Session moderator: Harry Martz | Director, Nondestructive Characterization Institute | LLNL

  • Jian-Qiao Sun | Professor | UC Merced
  • Kyle Champley | Applied Mathematician | LLNL
  • Brian Giera | Research Engineer | LLNL

Abstract: This panel discussion examines roles for machine learning to assist Nondestructive Evaluation (NDE) methods, particularly x‐ray computed tomography (CT) and optical visualization during manufacturing. CT is used to characterize the material composition and internal structure of components and assemblies. Optical visualization is being explored to correlate to monitoring of advanced manufacturing of parts. The focus of the NDE application areas discussed by the panel is improving CT reconstruction improving the quantitative accuracy and precision of material composition and internal structure of components and assemblies, i.e., measuring the material properties and geometric dimensions. The quality of acquired data is heavily influenced by the operational health of the NDE system and the effects of this will be explored in-depth in this panel discussion.

Machine Learning for Chemical and Material Sciences: Advances in Methodology and Tool Development

Session moderator: Yu-Hang Tang | Luis W. Alvarez Postdoctoral Fellow | LBL (Learning with Graph Kernels in the Chemical Universe)
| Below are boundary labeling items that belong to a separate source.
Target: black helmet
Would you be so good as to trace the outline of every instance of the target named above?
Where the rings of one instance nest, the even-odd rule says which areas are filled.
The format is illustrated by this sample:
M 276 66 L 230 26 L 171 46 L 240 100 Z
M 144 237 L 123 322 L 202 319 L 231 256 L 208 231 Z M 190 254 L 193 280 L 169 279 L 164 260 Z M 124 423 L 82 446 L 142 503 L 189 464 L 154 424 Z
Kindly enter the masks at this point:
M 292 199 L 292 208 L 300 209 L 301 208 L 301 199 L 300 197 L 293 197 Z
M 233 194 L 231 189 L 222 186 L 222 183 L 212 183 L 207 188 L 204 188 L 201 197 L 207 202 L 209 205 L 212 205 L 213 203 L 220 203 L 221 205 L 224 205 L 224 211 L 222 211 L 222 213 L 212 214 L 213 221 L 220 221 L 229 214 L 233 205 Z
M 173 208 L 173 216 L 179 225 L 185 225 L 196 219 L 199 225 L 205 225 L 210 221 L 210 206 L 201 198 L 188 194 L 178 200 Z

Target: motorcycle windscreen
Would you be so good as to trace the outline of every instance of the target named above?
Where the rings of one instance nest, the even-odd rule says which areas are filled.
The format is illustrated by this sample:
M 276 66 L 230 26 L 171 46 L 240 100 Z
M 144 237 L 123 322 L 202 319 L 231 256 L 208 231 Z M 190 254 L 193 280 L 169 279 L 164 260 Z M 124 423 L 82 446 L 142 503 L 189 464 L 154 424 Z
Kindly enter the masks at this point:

  • Leonardo Zepeda | Postdoctoral Fellow | LBL
  • Muammar El Khatib | Postdoctoral Scholar | LBL
  • Samuel Blau | Postdoctoral Researcher | LBL

Abstract: The chemistry and materials communities have embraced data science and machine learning to bring about revolutionizing solutions to long‐standing challenges in molecular modeling, optimal experiment design, and high‐throughput structure screening. This is the result of a synergistic effort between (1) the work on adapting machine learning methodologies for atomistic systems which entail unique quality requirements concerning symmetry and dimensionality, etc., and (2) the work to bring the methods to a broader audience with user‐friendly and high performance computational software and services. This session will feature two talks on each of the two aforementioned aspects to present some of the latest developments in machine learning for chemical and materials sciences.

Machine Learning for Design and Manufacturing

Session moderator: Clara Druzgalski | Research Engineer | LLNL

  • Vic Castillo | Computational Engineer | LLNL
  • Russell Whitesides | Technical Staff | LLNL
  • Victor Beck | Research Engineer | LLNL

Abstract: Many systems in Design and Manufacturing benefit from process optimization, control, and monitoring. Algorithms from statistics, machine learning, and artificial intelligence provide high value to this problem space. This session covers a wide range of use cases where machine learning algorithms are used in conjunction with experimental measurements, sensors, and physics-based simulation data to address problems in Design and Manufacturing. An interdisciplinary approach to problem solving has led to new areas of research, identified fundamental challenges, and improved outcomes.